# Hi all. Any advice on Orian Capella please.



## Deirdre (Aug 28, 2010)

Desperately seeking information on the Orian Capella van conversion - can only find one for sale and it looks perfect for our requirements, but can find no other information. Can anyone help?


----------



## Zebedee (Oct 3, 2007)

Hi Deirdre

Welcome to the club.

I've moved you to the AutoSleepers forum and made your title a bit more explicit, so you may stand a better chance of some replies. 

I know there are a few members with Orians, but since they are made by AutoSleepers I would be fairly confident about them.

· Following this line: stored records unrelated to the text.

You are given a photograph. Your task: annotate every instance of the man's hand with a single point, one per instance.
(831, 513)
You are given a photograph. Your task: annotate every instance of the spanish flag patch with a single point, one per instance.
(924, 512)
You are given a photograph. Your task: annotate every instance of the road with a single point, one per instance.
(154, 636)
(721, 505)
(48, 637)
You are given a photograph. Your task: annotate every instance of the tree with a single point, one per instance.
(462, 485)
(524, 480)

A/S are not perfect (_which of them is_?), but better than most and their after sales support is very good if you do get a problem.

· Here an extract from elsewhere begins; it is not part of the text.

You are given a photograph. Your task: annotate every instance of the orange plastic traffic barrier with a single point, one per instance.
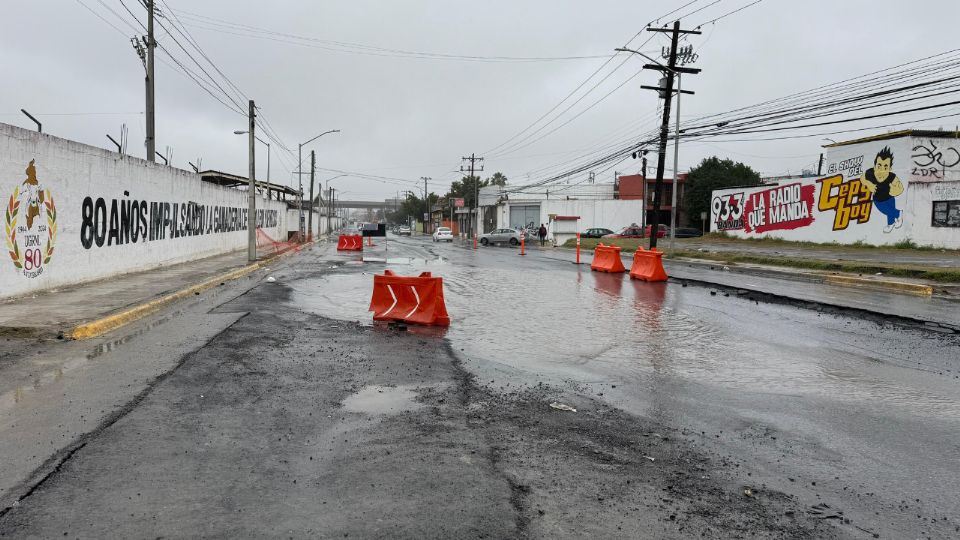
(411, 299)
(648, 265)
(350, 242)
(607, 259)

If you think it's worth paying your tenner to subscribe to MHF that will give you access to a "Search" facility. You can then find loads of information and target any posts about Orians.

Dave


----------



## ingram (May 12, 2005)

I can't help with info. on that specific model but although the 'Orion' brand *was* made by Autosleepers I think that they have discontinued it. I did have a bookmark to the Orion website but last time I looked it said of most models 'out of stock'. I cannot locate the website now.

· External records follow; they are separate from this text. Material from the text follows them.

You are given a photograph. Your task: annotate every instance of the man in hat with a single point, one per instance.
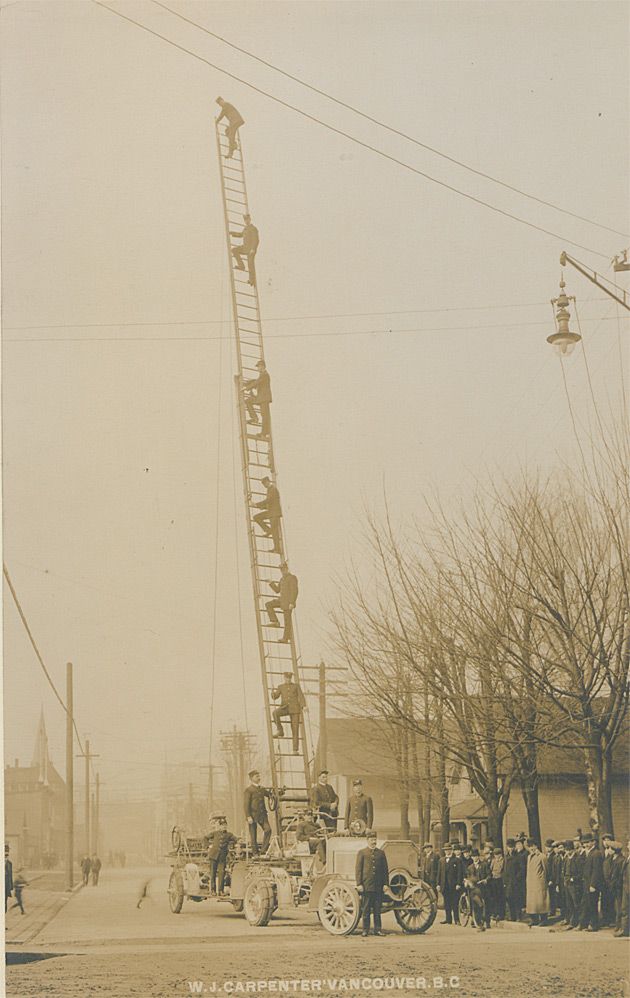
(537, 899)
(234, 122)
(624, 920)
(287, 589)
(292, 703)
(359, 806)
(510, 879)
(219, 843)
(593, 882)
(451, 881)
(569, 875)
(248, 248)
(429, 865)
(8, 875)
(256, 812)
(325, 801)
(258, 397)
(307, 830)
(270, 513)
(371, 875)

Orions seemed to be 're-badged' Autosleepers with different colourways etc.

Have a look at the Autosleepers website and you may find a version of the Capella under the Autosleepers brand.

Harvey


----------



## ingram (May 12, 2005)

Just looked through my downloaded brochures and find I have one for Orion 2008. It shows the Capella but doesn't give much information.

The Autosleeper brochure for the same year has a similar, but not identical model but it is about 2ft shorter than the Capella.

The current Autocruise website doesn't show a model equivalent to the Orion Capella; the same size 'van is the Warwick but a totally different layout.

It seems that Capella owners may be a 'select few'.  

Harvey


----------